The Commonwealth Attorney-General has responded by highlighting the deliberate flexibility inherent in the requirements, in that they allow the parties to decide on and then tailor the steps they need to take to ensure that they are appropriate to the circumstances of the dispute rather than mandating a prescriptive and potentially onerous "one size fits all" pre-action protocol.
The model litigant obligation and pre-action processes
Pre-litigation requirements may now oblige the Commonwealth to undertake some additional formal steps, so Australian Government agencies (and their external lawyers) will need to carefully implement an additional process in order to ensure that methods other than litigation have been fully considered before commencing proceedings.
It should be noted however that the Commonwealth is already required by virtue of the Legal Services Directions 2005 to take steps to avoid legal proceedings and/or limit the scope of any legal proceedings.
In other words as a model litigant, the Commonwealth is already required to take "genuine steps" to resolve disputes and it is therefore arguable that in practice the Act will not impose any real additional burden.
State approaches to pre-litigation requirements
The Act reflects a trend in civil litigation reforms across Australia, and in the United Kingdom, where pre-litigation protocols have also been introduced. Similar reforms in NSW (under the new Part 2A of the Civil Procedure Act 2005) and reforms which were briefly introduced as part of Victoria's Civil Procedure Act 2010, but then quickly repealed before commencement, are just two recent examples.
The NSW and repealed Victorian provisions adopt a "reasonable" steps requirement, in contrast to the relatively novel concept of "genuine" requirement in the federal jurisdiction. Significantly, the state reforms have imposed a positive obligation on parties to undertake reasonable steps to resolve a dispute before commencing proceedings, in addition to an obligation to provide a statement setting out the steps taken.
Concerns that prompted the Victorian Government's decision to repeal that state's pre-action processes included apprehension that satellite litigation would arise to determine the parties' "reasonable" attempts to resolve the dispute. In his second reading speech, Attorney-General Clark indicated that the repeal was needed because of the concern about the effectiveness of the pre-litigation requirements, the potential for parties to use the requirements to delay and frustrate proceedings, and also concern that they would add unnecessary costs and thereby hinder access to the courts.

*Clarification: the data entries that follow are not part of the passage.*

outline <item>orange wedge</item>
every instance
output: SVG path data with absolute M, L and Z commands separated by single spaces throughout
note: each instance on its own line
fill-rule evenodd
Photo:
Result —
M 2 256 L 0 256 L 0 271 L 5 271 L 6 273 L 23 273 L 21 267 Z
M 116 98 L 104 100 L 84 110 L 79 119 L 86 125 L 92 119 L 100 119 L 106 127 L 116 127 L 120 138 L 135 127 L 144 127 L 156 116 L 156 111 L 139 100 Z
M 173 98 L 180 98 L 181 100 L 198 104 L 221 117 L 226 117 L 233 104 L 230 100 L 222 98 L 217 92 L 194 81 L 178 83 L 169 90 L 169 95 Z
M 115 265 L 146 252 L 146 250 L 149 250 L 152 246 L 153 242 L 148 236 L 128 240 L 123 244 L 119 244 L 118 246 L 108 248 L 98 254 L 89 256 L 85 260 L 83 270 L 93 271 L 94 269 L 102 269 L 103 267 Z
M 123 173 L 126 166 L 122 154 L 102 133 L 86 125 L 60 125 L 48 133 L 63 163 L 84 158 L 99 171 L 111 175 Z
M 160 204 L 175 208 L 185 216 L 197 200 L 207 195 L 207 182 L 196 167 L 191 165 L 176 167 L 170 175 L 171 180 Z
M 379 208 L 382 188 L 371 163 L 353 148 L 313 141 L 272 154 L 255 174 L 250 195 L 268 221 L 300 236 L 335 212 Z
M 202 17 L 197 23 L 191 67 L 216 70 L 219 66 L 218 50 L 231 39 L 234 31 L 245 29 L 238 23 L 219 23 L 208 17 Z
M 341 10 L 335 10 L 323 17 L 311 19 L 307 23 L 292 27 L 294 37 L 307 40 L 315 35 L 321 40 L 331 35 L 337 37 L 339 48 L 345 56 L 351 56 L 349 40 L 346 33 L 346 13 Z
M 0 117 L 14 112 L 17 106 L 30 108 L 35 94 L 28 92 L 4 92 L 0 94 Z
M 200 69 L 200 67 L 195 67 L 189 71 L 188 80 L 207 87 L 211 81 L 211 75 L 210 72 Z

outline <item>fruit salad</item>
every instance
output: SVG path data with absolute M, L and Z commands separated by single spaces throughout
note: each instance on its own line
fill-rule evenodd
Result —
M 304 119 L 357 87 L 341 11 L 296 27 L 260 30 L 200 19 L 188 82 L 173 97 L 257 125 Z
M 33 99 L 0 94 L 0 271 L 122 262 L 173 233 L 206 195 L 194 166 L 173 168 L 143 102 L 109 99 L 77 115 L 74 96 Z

Similar concerns have been expressed in NSW over the introduction of pre-action processes enshrined in new Part 2A of the Civil Procedure Act 2005. These concerns may have prompted the enactment of a regulation that has excluded the operation of Part 2A in all civil proceedings in the Supreme Court pending the commencement of the comparable Commonwealth provisions (ie. the Civil Dispute Resolution Act). It remains to be seen whether the NSW reforms will survive, notwithstanding the anticipated commencement of the Act.